Scope 1, 2, 3: What the Categories Mean
Scope 1 covers direct emissions from sources the company controls: combustion of gas, oil or diesel in burners, furnaces and dryers, diesel forklifts and internal transport, process gases and refrigerant leakages. These emissions largely originate in maintenance and production – not in controlling.
Scope 2 covers indirect emissions from purchased electricity and external energy. For manufacturers often the largest visible block and the fastest lever for improvement through efficiency measures, load management or green electricity. Key metrics: kWh per part, CO₂ per part per line.
Scope 3 covers all other indirect emissions along the value chain – upstream through raw materials, purchased components and supplier transport, downstream through customer transport, product use and disposal. Scope 3 is methodologically most demanding and often the largest emission share in manufacturing.
What CSRD Specifically Requires
The CSRD requires affected companies to report under ESRS standards – particularly ESRS E1 (climate change) with disclosure of Scope 1, 2 and material Scope 3 including targets, measures and progress. The sustainability report becomes subject to audit. The double materiality principle requires both the company's impact on the environment and financial risks from ESG topics.
For manufacturers this means: emissions are taken as seriously in accounting terms as financial KPIs. Without clean data from plants, a CSRD-compliant report is practically impossible.
What Production Data the Plant Must Provide
From a plant perspective, the most important ESG data flows through four channels: energy consumption per line or consumer group linked to shifts and orders, output and scrap with product reference for kWh-per-part calculations, process parameters for energy-intensive steps, and downtime data showing where energy is consumed without output.
A modern MES is the connecting layer: it captures real-time production data, links energy and process data with orders and products and delivers structured exports to sustainability and ESG tools. Without an integrated production and energy data platform, Scope 1/2/3 reports either become extremely costly through Excel estimation exercises or remain technically unreliable.
FAQ
Do manufacturers always need to report Scope 3 in full? No – only what is material needs to be reported.
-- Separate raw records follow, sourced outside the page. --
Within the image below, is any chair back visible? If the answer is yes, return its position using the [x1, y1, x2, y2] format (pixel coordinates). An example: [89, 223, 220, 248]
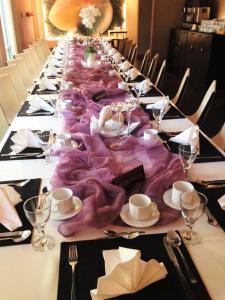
[123, 40, 132, 59]
[0, 75, 21, 124]
[118, 39, 126, 55]
[171, 68, 191, 106]
[139, 49, 151, 74]
[146, 53, 159, 81]
[212, 123, 225, 151]
[0, 105, 9, 141]
[155, 59, 166, 88]
[130, 44, 138, 65]
[188, 80, 216, 126]
[0, 64, 28, 104]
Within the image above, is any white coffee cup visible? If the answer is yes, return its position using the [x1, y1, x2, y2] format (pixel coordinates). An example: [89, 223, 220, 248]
[143, 128, 158, 140]
[118, 82, 127, 90]
[51, 188, 74, 213]
[171, 181, 194, 205]
[129, 194, 157, 221]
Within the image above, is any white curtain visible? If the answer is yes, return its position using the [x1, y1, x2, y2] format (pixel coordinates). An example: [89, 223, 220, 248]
[0, 0, 17, 59]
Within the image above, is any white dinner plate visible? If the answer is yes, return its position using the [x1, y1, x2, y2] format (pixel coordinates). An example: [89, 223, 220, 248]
[163, 189, 180, 210]
[120, 203, 160, 228]
[50, 196, 82, 221]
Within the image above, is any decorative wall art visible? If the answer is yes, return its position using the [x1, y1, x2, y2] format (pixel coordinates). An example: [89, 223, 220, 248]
[42, 0, 126, 39]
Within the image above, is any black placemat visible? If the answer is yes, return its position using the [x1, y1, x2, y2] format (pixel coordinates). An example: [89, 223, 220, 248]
[192, 183, 225, 231]
[57, 234, 210, 300]
[31, 84, 60, 95]
[159, 132, 225, 163]
[0, 130, 49, 160]
[0, 178, 41, 247]
[17, 100, 55, 117]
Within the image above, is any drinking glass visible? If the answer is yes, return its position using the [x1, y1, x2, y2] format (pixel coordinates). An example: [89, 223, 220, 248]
[179, 144, 198, 178]
[23, 195, 55, 251]
[180, 191, 208, 245]
[126, 98, 138, 136]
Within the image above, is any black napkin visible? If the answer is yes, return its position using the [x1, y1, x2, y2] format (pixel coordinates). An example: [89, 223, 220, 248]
[57, 234, 210, 300]
[17, 100, 56, 117]
[192, 182, 225, 231]
[31, 84, 59, 95]
[0, 131, 49, 160]
[0, 178, 41, 247]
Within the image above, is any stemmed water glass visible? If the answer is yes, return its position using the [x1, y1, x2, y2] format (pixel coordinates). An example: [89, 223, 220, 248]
[180, 191, 208, 245]
[23, 195, 55, 251]
[179, 144, 198, 178]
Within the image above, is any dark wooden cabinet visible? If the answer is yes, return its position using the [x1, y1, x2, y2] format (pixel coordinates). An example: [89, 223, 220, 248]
[168, 29, 225, 91]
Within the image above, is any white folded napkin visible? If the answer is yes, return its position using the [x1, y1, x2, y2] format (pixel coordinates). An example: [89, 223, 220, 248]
[217, 195, 225, 210]
[26, 94, 54, 113]
[10, 128, 40, 153]
[90, 247, 167, 300]
[98, 105, 112, 127]
[45, 65, 59, 76]
[120, 60, 131, 72]
[169, 125, 199, 148]
[39, 77, 57, 91]
[0, 185, 22, 231]
[108, 48, 117, 56]
[126, 68, 141, 80]
[135, 79, 152, 94]
[146, 97, 170, 112]
[113, 52, 121, 64]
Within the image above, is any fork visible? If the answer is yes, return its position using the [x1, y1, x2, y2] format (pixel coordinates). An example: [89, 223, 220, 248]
[68, 244, 78, 300]
[6, 179, 31, 187]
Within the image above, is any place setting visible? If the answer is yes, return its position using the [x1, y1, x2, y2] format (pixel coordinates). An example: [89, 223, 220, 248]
[18, 95, 57, 117]
[0, 129, 55, 162]
[0, 179, 41, 247]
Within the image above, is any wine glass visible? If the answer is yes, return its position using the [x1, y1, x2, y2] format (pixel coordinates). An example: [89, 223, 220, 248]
[126, 98, 138, 136]
[180, 191, 208, 245]
[23, 195, 55, 251]
[179, 144, 198, 178]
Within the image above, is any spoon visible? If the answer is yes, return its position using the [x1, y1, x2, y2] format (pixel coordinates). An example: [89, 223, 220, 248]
[166, 230, 197, 284]
[0, 230, 31, 243]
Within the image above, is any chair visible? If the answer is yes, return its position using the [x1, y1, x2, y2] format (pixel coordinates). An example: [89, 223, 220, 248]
[212, 123, 225, 151]
[118, 39, 126, 55]
[0, 75, 20, 124]
[0, 105, 9, 141]
[187, 80, 216, 126]
[129, 44, 138, 65]
[0, 64, 28, 104]
[155, 59, 166, 88]
[7, 57, 34, 91]
[171, 68, 191, 106]
[139, 49, 151, 74]
[123, 40, 132, 59]
[146, 53, 159, 81]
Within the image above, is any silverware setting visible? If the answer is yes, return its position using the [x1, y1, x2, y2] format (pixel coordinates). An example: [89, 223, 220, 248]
[163, 236, 195, 300]
[68, 244, 78, 300]
[166, 230, 198, 284]
[0, 230, 31, 243]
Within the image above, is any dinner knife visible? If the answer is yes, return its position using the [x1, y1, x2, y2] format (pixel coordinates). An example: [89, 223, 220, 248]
[163, 236, 195, 300]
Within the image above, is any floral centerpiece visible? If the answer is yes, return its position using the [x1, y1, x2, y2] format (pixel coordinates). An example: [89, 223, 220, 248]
[79, 5, 101, 66]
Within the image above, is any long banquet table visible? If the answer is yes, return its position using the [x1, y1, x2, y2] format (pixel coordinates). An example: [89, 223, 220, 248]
[0, 39, 225, 300]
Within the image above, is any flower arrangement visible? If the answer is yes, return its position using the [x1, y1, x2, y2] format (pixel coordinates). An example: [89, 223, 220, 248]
[79, 5, 101, 30]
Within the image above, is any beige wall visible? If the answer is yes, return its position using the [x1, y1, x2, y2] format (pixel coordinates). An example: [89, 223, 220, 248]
[126, 0, 139, 43]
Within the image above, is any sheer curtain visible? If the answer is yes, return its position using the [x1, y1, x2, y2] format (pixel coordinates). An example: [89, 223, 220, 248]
[0, 0, 17, 59]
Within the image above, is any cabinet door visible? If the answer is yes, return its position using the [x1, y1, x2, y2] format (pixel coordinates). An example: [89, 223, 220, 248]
[171, 29, 187, 77]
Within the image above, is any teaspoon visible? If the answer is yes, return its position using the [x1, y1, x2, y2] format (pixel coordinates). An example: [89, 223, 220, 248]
[166, 230, 197, 284]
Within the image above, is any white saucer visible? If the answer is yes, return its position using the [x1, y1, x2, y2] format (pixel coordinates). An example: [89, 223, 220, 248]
[50, 196, 82, 220]
[163, 189, 180, 210]
[120, 203, 160, 228]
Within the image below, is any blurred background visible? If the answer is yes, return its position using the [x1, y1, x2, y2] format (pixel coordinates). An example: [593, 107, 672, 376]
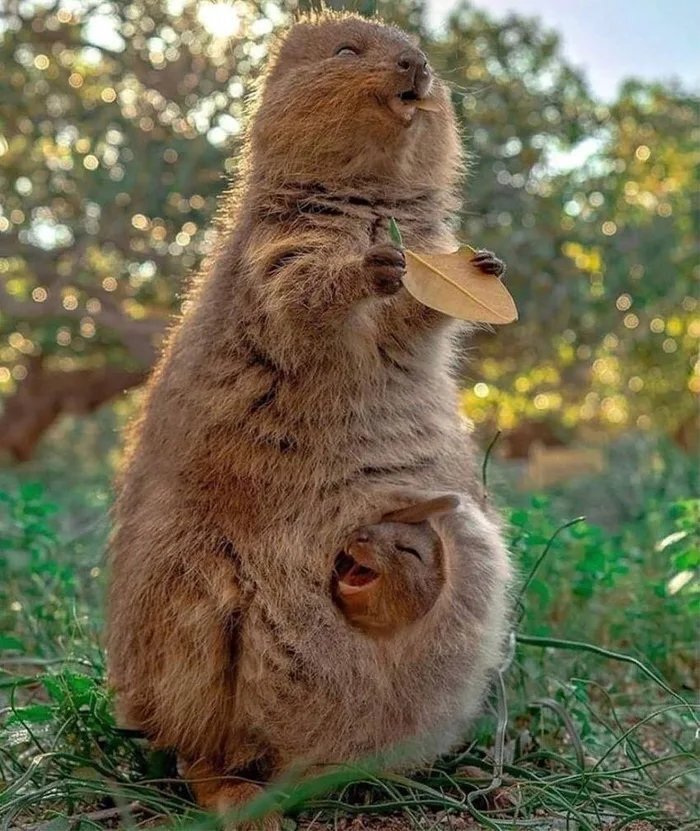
[0, 0, 700, 467]
[0, 0, 700, 831]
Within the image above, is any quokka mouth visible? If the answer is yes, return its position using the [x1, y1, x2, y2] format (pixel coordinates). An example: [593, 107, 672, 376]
[335, 552, 379, 590]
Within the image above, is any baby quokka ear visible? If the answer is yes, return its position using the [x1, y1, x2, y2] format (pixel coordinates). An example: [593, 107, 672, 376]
[382, 493, 460, 525]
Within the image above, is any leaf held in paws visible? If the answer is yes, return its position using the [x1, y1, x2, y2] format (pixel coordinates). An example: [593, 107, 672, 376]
[403, 246, 518, 325]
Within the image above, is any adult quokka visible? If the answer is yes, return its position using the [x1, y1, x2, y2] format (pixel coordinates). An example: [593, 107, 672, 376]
[108, 16, 509, 824]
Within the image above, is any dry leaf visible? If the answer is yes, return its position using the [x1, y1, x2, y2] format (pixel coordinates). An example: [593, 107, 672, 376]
[403, 246, 518, 324]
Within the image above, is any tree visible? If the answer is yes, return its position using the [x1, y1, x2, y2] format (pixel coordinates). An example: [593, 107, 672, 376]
[0, 0, 700, 457]
[0, 0, 283, 458]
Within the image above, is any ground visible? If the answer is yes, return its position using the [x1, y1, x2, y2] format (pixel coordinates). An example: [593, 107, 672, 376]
[0, 412, 700, 831]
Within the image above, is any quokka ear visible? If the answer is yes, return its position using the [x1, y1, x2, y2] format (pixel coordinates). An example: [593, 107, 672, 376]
[382, 493, 459, 525]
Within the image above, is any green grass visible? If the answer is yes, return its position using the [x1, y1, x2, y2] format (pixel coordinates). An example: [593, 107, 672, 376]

In practice Scope 3 is material for many industrial companies, making at least stepwise quantification difficult to avoid.
Is an energy data tool without production reference sufficient? Not for metrics like kWh per part or CO₂ per product. The combination of energy and production data is essential – otherwise ESG KPIs remain at annual or plant level without operational steering value.
Is this just reporting or operationally relevant? Once CO₂ metrics feed into customer requirements, taxonomy quotas or financing conditions, Scope 1/2/3 data becomes directly business-relevant – with implications for pricing, location decisions and investments.